Why did Islam's golden age come to an end? What forces shifted both political power and learning from the Islamic Empire to Christian Europe? Like all historical trends, the explanations are complex; yet some broad outlines may be identified, both within and without Muslim lands. With the end of the Abbasid Caliphate and the beginning of the Turkish Seljuk Caliphate in 1057 CE, the centralized power of the empire began to shatter. Religious differences resulted in splinter groups, charges of heresy, and assassinations. Aristotelian logic, adopted early on as a framework upon which to build science and philosophy, appeared to be undermining the beliefs of educated Muslims. Orthodox faith was in decline and skepticism on the rise.

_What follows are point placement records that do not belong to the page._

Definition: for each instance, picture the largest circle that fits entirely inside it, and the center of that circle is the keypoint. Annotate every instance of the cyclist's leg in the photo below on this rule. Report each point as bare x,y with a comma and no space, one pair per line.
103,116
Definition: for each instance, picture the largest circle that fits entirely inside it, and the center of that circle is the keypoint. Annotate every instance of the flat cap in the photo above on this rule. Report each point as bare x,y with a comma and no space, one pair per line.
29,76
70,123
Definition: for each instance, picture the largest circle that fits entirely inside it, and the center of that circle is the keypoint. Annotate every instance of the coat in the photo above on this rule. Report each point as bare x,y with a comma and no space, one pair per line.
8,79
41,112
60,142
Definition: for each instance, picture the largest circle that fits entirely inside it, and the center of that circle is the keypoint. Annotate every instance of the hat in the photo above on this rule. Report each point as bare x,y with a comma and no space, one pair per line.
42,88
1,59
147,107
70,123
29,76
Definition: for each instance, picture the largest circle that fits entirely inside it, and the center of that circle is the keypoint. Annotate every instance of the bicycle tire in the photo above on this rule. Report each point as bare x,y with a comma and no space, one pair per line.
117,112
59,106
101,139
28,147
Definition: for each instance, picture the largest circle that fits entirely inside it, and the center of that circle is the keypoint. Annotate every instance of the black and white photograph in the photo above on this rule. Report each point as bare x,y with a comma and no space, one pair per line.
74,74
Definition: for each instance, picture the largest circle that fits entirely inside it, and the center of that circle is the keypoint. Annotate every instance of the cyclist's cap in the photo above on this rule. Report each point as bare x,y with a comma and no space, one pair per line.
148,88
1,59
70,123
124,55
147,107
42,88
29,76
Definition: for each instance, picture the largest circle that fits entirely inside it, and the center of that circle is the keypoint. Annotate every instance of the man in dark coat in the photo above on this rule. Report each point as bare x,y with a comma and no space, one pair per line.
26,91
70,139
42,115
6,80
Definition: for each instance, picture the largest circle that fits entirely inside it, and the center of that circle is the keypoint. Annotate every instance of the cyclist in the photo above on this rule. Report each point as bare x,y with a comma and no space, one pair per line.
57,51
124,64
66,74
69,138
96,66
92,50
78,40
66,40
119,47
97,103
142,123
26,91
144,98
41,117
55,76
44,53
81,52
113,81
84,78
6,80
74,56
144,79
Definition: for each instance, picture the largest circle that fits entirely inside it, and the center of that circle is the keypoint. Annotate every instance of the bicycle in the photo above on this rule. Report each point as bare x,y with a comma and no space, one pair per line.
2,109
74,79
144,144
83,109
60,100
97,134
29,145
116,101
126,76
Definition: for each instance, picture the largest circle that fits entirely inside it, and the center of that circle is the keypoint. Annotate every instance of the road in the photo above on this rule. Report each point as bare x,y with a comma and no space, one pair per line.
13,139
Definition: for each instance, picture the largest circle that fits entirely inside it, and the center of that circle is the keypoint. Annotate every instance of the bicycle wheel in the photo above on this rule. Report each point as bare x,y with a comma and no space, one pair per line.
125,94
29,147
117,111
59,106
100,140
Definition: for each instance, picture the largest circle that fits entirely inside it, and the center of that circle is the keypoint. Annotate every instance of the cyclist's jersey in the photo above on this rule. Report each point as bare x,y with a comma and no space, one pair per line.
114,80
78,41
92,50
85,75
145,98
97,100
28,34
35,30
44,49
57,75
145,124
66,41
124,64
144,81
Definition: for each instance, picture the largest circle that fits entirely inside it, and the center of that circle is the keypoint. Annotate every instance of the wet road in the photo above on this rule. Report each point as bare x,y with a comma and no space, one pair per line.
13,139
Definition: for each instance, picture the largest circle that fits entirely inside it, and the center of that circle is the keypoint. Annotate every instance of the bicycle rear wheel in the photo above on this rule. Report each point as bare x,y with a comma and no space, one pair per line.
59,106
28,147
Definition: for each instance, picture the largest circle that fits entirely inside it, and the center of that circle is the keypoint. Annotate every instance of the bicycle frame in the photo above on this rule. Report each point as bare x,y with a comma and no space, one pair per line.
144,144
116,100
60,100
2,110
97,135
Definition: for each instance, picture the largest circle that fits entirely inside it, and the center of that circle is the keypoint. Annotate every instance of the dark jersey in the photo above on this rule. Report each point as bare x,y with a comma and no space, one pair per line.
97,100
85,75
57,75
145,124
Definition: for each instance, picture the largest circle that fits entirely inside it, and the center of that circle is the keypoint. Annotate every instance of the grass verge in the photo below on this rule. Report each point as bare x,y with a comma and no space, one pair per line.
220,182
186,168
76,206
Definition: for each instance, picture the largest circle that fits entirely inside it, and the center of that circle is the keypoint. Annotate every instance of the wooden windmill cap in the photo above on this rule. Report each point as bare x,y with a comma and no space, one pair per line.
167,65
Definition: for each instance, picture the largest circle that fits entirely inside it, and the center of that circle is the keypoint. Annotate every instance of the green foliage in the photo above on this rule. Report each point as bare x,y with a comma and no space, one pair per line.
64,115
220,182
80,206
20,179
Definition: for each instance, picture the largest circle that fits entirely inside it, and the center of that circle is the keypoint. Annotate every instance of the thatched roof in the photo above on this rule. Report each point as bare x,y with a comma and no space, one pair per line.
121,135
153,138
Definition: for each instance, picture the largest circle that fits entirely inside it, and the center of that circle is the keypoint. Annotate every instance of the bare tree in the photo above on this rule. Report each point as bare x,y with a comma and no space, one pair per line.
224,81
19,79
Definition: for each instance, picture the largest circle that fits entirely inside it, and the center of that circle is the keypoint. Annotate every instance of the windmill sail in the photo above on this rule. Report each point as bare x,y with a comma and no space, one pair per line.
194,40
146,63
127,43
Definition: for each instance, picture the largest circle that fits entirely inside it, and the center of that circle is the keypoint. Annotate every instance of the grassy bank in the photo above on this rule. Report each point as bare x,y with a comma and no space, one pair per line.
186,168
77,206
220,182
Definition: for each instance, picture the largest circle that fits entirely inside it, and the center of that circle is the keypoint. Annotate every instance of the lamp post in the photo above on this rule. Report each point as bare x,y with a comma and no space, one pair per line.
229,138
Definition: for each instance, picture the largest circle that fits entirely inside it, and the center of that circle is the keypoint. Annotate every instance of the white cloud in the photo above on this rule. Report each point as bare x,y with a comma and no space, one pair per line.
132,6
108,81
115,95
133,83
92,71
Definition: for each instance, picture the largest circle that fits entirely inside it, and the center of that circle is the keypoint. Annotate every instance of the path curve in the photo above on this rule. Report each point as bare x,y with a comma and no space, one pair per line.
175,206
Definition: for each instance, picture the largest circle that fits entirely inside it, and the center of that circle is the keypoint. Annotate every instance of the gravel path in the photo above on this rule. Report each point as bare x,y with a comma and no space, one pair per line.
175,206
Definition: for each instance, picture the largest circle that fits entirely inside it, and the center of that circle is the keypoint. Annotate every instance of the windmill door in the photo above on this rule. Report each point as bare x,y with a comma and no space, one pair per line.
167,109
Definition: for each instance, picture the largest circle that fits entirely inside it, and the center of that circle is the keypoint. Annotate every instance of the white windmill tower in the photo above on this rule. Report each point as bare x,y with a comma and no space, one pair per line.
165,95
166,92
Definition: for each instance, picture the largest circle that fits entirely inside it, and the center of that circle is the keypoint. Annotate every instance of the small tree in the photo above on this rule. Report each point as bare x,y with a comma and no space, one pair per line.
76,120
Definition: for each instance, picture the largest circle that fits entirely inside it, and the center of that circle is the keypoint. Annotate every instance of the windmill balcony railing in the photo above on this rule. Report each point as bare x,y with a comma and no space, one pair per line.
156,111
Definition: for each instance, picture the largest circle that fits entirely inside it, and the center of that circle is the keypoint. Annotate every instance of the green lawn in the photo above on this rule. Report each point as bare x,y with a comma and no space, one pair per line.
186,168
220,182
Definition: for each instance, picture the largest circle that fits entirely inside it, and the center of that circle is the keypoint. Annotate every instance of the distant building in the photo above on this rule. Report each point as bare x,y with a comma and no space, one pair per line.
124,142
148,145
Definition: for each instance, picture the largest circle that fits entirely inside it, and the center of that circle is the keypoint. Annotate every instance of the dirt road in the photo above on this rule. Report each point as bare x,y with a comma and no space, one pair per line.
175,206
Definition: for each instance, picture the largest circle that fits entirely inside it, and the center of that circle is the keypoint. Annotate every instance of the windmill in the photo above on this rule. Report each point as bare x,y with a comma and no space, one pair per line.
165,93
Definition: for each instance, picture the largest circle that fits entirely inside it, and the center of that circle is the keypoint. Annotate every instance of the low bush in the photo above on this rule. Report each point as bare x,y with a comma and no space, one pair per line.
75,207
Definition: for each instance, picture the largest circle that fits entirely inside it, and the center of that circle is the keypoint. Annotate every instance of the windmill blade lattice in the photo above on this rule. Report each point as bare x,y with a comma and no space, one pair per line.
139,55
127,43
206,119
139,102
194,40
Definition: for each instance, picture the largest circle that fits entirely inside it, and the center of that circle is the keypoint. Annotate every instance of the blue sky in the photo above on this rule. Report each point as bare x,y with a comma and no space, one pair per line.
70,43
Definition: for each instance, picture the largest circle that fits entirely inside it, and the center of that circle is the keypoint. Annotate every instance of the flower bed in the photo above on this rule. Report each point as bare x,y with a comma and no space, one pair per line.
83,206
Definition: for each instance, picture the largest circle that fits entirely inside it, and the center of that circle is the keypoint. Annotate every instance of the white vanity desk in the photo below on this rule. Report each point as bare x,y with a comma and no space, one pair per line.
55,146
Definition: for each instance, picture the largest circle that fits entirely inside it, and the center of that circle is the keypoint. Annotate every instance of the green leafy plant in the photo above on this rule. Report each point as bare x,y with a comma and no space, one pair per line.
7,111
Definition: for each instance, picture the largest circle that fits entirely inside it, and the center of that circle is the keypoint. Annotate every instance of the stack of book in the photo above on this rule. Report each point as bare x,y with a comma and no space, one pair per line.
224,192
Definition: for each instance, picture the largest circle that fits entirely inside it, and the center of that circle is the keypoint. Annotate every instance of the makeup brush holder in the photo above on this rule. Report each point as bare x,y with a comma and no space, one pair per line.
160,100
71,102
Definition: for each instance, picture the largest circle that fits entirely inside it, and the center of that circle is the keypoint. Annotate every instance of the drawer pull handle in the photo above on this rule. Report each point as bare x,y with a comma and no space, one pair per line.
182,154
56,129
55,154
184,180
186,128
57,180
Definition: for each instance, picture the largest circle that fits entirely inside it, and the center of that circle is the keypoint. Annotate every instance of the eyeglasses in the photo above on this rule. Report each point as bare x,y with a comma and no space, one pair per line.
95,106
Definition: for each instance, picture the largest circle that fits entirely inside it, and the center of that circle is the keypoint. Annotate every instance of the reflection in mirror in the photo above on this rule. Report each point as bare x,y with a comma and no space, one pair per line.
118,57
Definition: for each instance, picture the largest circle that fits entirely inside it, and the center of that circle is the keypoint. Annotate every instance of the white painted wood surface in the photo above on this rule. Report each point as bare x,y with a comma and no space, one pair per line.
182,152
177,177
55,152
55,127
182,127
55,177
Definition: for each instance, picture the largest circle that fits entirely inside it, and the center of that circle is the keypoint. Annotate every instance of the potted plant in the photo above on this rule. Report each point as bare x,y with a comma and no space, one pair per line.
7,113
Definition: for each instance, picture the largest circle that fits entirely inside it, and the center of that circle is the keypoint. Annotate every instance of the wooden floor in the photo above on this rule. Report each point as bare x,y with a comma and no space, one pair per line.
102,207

The appeal made by theologian al-Ghazali turned the religious tide back to orthodox belief. In a masterful philosophical argument, most clearly stated in his book, The Destruction of Philosophy, al-Ghazali declared reason and all its works to be bankrupt. Experience and the reason that grew out of it were not to be trusted; they could say nothing meaningful about the reality of Allah. Only direct intuition of God led to worthwhile knowledge. Philosophy was a snare, leading the unwary to the pits of Hell. By the time of his death in 1111, free scientific investigation and philosophical and religious toleration were phenomena of the past. Schools limited their teaching to theology. Scientific progress came to a halt.

During this same period, the European Crusades (1097-1291) assailed Islam militarily from without. Cordoba fell to Spanish Christians in 1236. When the Mongols sacked Baghdad in 1256 the Islamic Empire never recovered. Trade routes became unsafe. Urban life broke down. Individual communities drew in upon themselves in feudal isolation. Science and philosophy survived for a while in scattered pockets, but the golden age of Islamic culture was at an end.